A lot of junior engineers we hire, some of them right out of college for whom this is their first job experience, acquiring some specific skills (like iOS&#x2F;Android development) are not to hard to come by over a year or two. However it is hard to transition them to projects that involve planning and designing a system and then building different components that can work together. What sort of learning curriculum can help an average developer improve their problem solving ability within the context of the start-up given that there might not be very experienced folks to learn from and not too much time available to attend a full time program. The problems aren&#x27;t complex algorithms or anything, just simple application systems that need to work end to end.
======
angersock
My favorite thing to throw people at is working on network APIs, file format
libraries, and SDKs.

The problem space is well-defined and testable--a file either parses or it
doesn't, an HTTP request either produces the desired results or it doesn't--
but the problem space is also limited enough in political and philosophical
complexity that it doesn't distract them from the planning and care and
architecture work they'll need to do to accomplish their goal.

I'm actually rather proud of an intern of mine...in the last month and a half,
their work has been:

1\. Creating an auditing and compliance tool to help meet regulatory
requirements. They were allowed to use whatever they wanted (they chose Ruby
with some cleverness in the programming), and then made something that pulled
from wikis and Github in order to automatically annotate issues and produce
reports showing what had been tested, where, by whom, etc. Simple project, had
some practice extracting requirements (some meetings I sat in on to help
smooth things along), and then they executed wonderfully.

2\. Working with me to draft and specify a binary and JSON format for shipping
realtime waveform data. We did the design work in a weekend, presented the
draft to the CTO, and got it approved for use (which was all expected, but
intern got to learn about politics). This also had several conversations where
I had to push back on good engineering decisions to meet business
requirements, which is important because I could explain both why it had to
happen and acknowledge how frustrating it was for them.

3\. Worked on the Ruby and C library implementation of aforementioned spec,
and then they took over my C# implementation when I ran out of free cycles to
work on it...basically the testing and verification work that I hadn't
finished. The project is about done enough to ship to our partners for use.

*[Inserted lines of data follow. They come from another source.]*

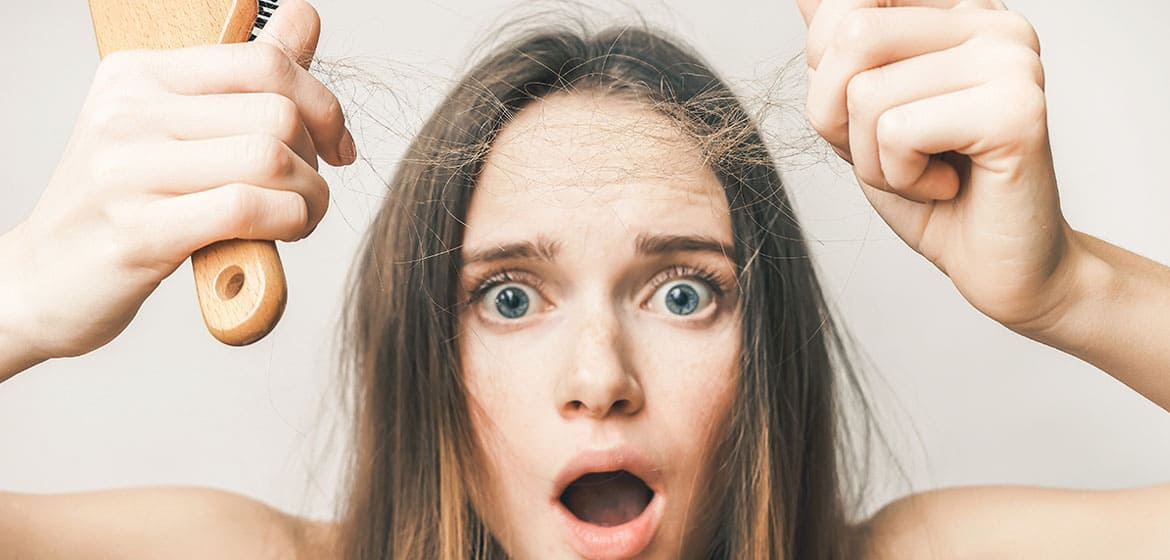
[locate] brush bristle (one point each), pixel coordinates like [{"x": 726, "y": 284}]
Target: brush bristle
[{"x": 266, "y": 11}]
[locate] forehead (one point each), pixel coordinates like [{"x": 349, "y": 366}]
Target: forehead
[{"x": 576, "y": 165}]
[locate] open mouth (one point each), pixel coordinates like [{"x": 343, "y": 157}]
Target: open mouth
[{"x": 606, "y": 498}]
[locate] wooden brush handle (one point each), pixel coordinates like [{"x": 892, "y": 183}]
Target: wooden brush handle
[{"x": 240, "y": 283}]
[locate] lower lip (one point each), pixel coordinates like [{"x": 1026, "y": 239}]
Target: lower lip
[{"x": 619, "y": 541}]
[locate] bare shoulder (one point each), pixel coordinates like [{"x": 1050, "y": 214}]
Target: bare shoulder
[
  {"x": 1007, "y": 523},
  {"x": 156, "y": 522}
]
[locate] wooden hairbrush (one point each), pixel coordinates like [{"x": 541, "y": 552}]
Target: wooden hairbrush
[{"x": 240, "y": 282}]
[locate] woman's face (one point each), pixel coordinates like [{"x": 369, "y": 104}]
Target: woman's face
[{"x": 600, "y": 338}]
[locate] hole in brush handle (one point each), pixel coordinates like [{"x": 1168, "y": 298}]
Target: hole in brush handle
[{"x": 241, "y": 289}]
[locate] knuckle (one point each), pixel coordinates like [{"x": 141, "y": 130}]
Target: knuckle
[
  {"x": 892, "y": 128},
  {"x": 270, "y": 61},
  {"x": 283, "y": 115},
  {"x": 109, "y": 116},
  {"x": 108, "y": 170},
  {"x": 240, "y": 209},
  {"x": 268, "y": 156},
  {"x": 817, "y": 119},
  {"x": 1018, "y": 27},
  {"x": 1030, "y": 112},
  {"x": 864, "y": 87},
  {"x": 858, "y": 28}
]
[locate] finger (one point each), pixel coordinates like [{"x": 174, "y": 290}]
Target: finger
[
  {"x": 875, "y": 91},
  {"x": 181, "y": 225},
  {"x": 807, "y": 8},
  {"x": 252, "y": 68},
  {"x": 875, "y": 37},
  {"x": 215, "y": 116},
  {"x": 998, "y": 116},
  {"x": 826, "y": 21},
  {"x": 190, "y": 166},
  {"x": 294, "y": 28}
]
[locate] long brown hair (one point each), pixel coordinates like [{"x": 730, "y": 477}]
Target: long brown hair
[{"x": 784, "y": 450}]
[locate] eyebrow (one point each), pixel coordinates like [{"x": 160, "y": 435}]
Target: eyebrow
[{"x": 645, "y": 244}]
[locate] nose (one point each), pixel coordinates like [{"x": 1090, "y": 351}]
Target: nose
[{"x": 598, "y": 380}]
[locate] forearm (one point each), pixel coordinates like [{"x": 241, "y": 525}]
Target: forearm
[
  {"x": 1116, "y": 317},
  {"x": 16, "y": 354}
]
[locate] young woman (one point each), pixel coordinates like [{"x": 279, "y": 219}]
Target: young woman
[{"x": 584, "y": 323}]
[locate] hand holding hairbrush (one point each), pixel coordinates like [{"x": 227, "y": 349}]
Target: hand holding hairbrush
[
  {"x": 174, "y": 150},
  {"x": 240, "y": 282}
]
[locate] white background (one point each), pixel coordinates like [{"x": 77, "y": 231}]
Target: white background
[{"x": 964, "y": 400}]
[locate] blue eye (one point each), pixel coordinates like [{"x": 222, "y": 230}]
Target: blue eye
[
  {"x": 510, "y": 301},
  {"x": 682, "y": 297}
]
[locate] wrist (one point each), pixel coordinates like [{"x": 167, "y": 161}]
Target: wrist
[
  {"x": 1086, "y": 281},
  {"x": 18, "y": 351}
]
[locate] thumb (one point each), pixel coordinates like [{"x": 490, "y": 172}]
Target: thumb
[
  {"x": 295, "y": 28},
  {"x": 809, "y": 8}
]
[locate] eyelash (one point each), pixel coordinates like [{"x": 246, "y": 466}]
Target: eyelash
[
  {"x": 497, "y": 277},
  {"x": 508, "y": 276},
  {"x": 710, "y": 278}
]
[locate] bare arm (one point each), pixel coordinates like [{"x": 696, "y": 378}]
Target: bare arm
[
  {"x": 145, "y": 523},
  {"x": 1016, "y": 523},
  {"x": 16, "y": 353},
  {"x": 1116, "y": 316}
]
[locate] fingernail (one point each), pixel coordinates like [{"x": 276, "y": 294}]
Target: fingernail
[
  {"x": 348, "y": 150},
  {"x": 844, "y": 154}
]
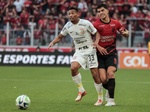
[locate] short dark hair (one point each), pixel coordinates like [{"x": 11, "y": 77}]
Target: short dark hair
[
  {"x": 102, "y": 5},
  {"x": 73, "y": 8}
]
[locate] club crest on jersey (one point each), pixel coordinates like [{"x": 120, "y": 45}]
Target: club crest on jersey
[
  {"x": 113, "y": 29},
  {"x": 82, "y": 30}
]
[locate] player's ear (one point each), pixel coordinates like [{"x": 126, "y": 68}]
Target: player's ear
[{"x": 122, "y": 29}]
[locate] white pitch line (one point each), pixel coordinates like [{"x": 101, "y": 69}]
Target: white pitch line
[{"x": 69, "y": 81}]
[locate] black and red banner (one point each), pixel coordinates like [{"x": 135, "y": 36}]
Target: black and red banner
[{"x": 35, "y": 58}]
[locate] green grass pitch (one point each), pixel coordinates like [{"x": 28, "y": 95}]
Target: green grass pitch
[{"x": 51, "y": 89}]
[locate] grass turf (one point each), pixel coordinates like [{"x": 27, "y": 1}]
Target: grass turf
[{"x": 51, "y": 89}]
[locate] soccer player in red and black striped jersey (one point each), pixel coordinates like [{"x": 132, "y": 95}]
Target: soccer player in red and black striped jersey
[{"x": 107, "y": 53}]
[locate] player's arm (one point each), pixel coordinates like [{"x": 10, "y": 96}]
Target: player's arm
[
  {"x": 102, "y": 50},
  {"x": 124, "y": 32},
  {"x": 56, "y": 40}
]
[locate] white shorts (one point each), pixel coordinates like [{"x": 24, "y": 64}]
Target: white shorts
[{"x": 87, "y": 58}]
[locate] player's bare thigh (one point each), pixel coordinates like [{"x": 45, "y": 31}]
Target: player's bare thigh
[
  {"x": 95, "y": 75},
  {"x": 74, "y": 68},
  {"x": 103, "y": 75},
  {"x": 111, "y": 72}
]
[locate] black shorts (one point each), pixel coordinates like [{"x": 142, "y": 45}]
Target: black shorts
[{"x": 107, "y": 60}]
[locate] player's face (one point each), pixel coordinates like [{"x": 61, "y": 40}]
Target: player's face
[
  {"x": 102, "y": 13},
  {"x": 73, "y": 15}
]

4\. (not started yet) will be native Ruby and Python bindings for working with
our data collection platform, and maybe JS bindings too. This will expand on
their experience doing documentation and testing, and give them a pretty free
hand in doing larger architecture work on important things, but still with
limited scope and no politics so that they'll learn a lot.

~

The previous summer we had an intern who wasn't experienced enough in
programming to take to that sort of work, so I instead had them working on
doing test data generation and simulation. That worked out alright, but our
business folks kinda kept sticking their noses in and interfering with what
they were working on--"Hey, you like art, can you do logo design?", "Hey, we
need this data set, can you just hand generate it?", "Hey, we need an
inforgraphic...". Worst thing ever.

~

Basically, give them:

    
    
      1. Work that is important to the company.
    
      2. Work that is technically straightforward (doesn't have to be _easy_).
    
      3. Work that does not block on or blocks anyone else.
    
      4. Work that does not cross political boundaries. They talk to you, or you both talk to customer.
    
      5. Work that requires planning and implementation correctness.